I can help. I did consulting for Business International in the 1970s, for Creative Strategies in the 1980s, for McKinsey Management Consulting for one brief period, and for myself and my family, on my own, through most of the 1980s and early 1990s. Eventually, that became Palo Alto Software, but it was consulting first. And I learned a few things that might help you if that's where you're heading. Here's my list:
1. Get that first big client.
Most successful consultants start with one big client. The best scenario is to leave your current job as a consultant, billing the company you worked for, for as long as you can. That happens a lot. The employer is relieved not to have the fixed cost but also to have your expertise available.
2. Focus on distinguishing differences. Build your business identity.
Success is related to focusing on a narrow something that you do differently from and presumably better than all others. You need an angle. The first time I went on my own, it was as a computer-literate M.B.A. (back in 1983, when not every M.B.A. was computer literate) who had lived in Latin America and spoke Spanish. That gave me an angle.
Look for your own angle. We all tend to generalize and think inclusively about the different things we can do. Instead of that, think of what you can do that nobody else can (or only a few). Don't just do business planning, for example; do growth planning for retail businesses or manufacturing or something else you know. If you can make that focus be legitimately green—energy efficient but not greenwashing—that's even better.

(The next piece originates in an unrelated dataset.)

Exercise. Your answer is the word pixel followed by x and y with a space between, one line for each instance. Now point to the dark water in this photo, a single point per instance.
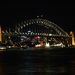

Bill Cosby once said, "I don't know the secret to success; but I do know that the secret to failure is trying to please everybody."
3. Build it on value.
Make meaning. Nothing drives a business more than believing that what it's doing matters to people and is important. Whether you're offering more healthful free-range organic meats (butcher), more healthful organic baked items (baker), or poverty-repelling candles (candlestick maker), believe in the value you're giving. Or get out of business.
Imagine yourself closing the office at the end of the workday. Do you feel good about what you've done all day? Is what you do for your clients good for them?
Ultimately, business success is rooted in having people who want to buy what you're selling. Are you giving them real value?